Answer from: Alpesh Doshi
Actually the jury is still out on that because there’s several trials that are being done around whether we should be freezing for all or whether we should be doing fresh transfers. In my opinion, if the patient is not hyper-stimulated at all in the fresh cycle, then certainly she can attempt a fresh embryo transfer. I’m very mindful at the fact that when we give hormones to produce or to induce eggs being formed in the ovary which is part of a fresh cycle, then that raises the estrogen levels in the woman’s body which can, if elevated to a very high degree, lead to hyper-stimulation and even potentially a lower implantation potential and that’s why the debate that in patients with a very high level of estrogen, we should not be doing a fresh embryo transfer. We should be performing a frozen embryo transfer. However, the trend nowadays is more moving towards performing frozen embryo transfers in more than 80% of the patients, so likewise we have seen the same statistic on more patients going towards frozen embryo transfers than fresh embryos but we haven’t closed the door on fresh embryo transfers. Our preference is always to do frozen embryo transfers, so that the patient totally recovers after all those hormones that they’ve taken to stimulate the ovaries and can stop the process after the egg collection. Let all those hormones wash out and then come back after another cycle, just a clear menstrual cycle come back and have your embryo transfer rather than just feeling rough as a result of all those hormones and if a pregnancy establishes that feeling will last even longer of not feeling well.
Answer from: Daniel Alexander, MUDr
No, they are not. Nowadays, a fresh embryo transfer has a higher success rate, and always, if possible, we try to perform fresh embryo transfers with own eggs and IVF stimulation, or with donor eggs. Of course, frozen embryos or FET frozen embryo transfer is a method also with a high success rate and always, if there are embryos left on the day of the fresh embryo transfer, we freeze them. Because we believe in frozen embryo transfer and most of the time patients get pregnant. Of course, there are situations where we are not able to perform a fresh transfer for example; during hyper-stimulation, bad quality endometrium, high progesterone at the beginning of the cycle, and so we have to freeze all the embryos. But we believe that the frozen embryo transfer in one of the subsequent cycles and it also has a high success rate.
Answer from: Maria Arquè, MD, PhD
Nowadays, success rates with fresh embryos or frozen embryos are pretty much the same when we speak about blastocysts. There is emerging data saying that those are consistent results.
Therefore, what we tend to do many times is to use frozen embryos instead of fresh embryos. On the other hand, especially when we’re doing IVF with our own eggs, one of the hypotheses why success rates for frozen embryo transfers are a little better is that all the levels of estradiol are more natural and similar to a natural cycle – even if we are doing a medicated one. That might also impact the expression of some genes that are related to receptivity. Therefore, we should not be afraid of using frozen embryos instead of fresh embryos because nowadays, success rates in terms of pregnancies are pretty much the same.

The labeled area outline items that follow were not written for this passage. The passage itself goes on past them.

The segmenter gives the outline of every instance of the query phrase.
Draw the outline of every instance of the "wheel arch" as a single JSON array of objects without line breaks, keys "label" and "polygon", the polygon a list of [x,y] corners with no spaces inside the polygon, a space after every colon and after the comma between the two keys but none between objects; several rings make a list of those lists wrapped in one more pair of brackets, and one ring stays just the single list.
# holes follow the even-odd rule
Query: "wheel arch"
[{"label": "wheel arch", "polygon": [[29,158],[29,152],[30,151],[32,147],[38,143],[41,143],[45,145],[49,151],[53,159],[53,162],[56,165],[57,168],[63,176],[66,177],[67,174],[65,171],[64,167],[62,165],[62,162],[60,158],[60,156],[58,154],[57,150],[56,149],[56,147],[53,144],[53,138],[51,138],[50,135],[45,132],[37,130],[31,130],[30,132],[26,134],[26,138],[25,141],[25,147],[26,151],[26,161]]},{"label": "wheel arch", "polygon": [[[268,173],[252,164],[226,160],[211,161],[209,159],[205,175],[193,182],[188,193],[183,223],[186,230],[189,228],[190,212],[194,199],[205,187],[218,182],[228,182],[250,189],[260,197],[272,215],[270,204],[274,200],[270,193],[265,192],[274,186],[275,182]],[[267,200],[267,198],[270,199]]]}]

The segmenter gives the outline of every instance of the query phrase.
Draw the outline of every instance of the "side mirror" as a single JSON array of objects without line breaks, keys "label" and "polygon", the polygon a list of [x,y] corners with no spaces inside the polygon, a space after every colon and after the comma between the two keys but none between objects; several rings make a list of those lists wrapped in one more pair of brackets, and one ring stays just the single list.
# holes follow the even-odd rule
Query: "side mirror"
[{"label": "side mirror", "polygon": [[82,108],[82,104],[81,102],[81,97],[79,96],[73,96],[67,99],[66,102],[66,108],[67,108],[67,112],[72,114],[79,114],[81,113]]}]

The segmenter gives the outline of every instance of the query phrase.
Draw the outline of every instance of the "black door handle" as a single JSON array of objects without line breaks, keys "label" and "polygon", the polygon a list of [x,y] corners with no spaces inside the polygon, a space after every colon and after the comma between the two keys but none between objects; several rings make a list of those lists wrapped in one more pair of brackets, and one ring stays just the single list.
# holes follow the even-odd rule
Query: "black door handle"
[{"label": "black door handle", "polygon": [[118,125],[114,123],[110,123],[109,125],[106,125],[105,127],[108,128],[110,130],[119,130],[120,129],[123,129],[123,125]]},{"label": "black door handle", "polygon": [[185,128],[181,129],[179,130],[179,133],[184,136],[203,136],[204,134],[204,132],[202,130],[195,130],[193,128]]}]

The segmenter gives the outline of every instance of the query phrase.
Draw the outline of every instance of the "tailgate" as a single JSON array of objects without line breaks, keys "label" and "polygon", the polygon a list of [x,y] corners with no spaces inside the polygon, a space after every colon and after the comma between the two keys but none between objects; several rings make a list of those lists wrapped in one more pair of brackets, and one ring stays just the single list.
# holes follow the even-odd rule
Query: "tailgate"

Thanks to vitrification, the technique that we nowadays use to freeze the embryos, the survival rate of the embryos (when you are working in a good lab and a good clinic) is usually more than 95-98%. It means that most of the embryos make it to the thawing process. Obviously, the criteria that are used to decide, which embryos are worth being frozen, are very strict. It maximizes the chances that those embryos can survive the thawing process and give a pregnancy.
Answer from: Marisa Lacácer García, MD
Some years ago, vitrification did not exist, and the way of freezing embryos was very slow and harmful to the embryos. When we thawed them, their quality was lost or decreased. That’s why a few years ago, it was better to do a fresh embryo transfer rather than a frozen one.
Nowadays, with the vitrification process, things have changed. Vitrification is a fast method of freezing the embryos that maintain their quality. So when we refreeze the embryos, they are the same as if they were fresh. Thanks to vitrification, we can now transfer either fresh or frozen embryos – with the same success rates.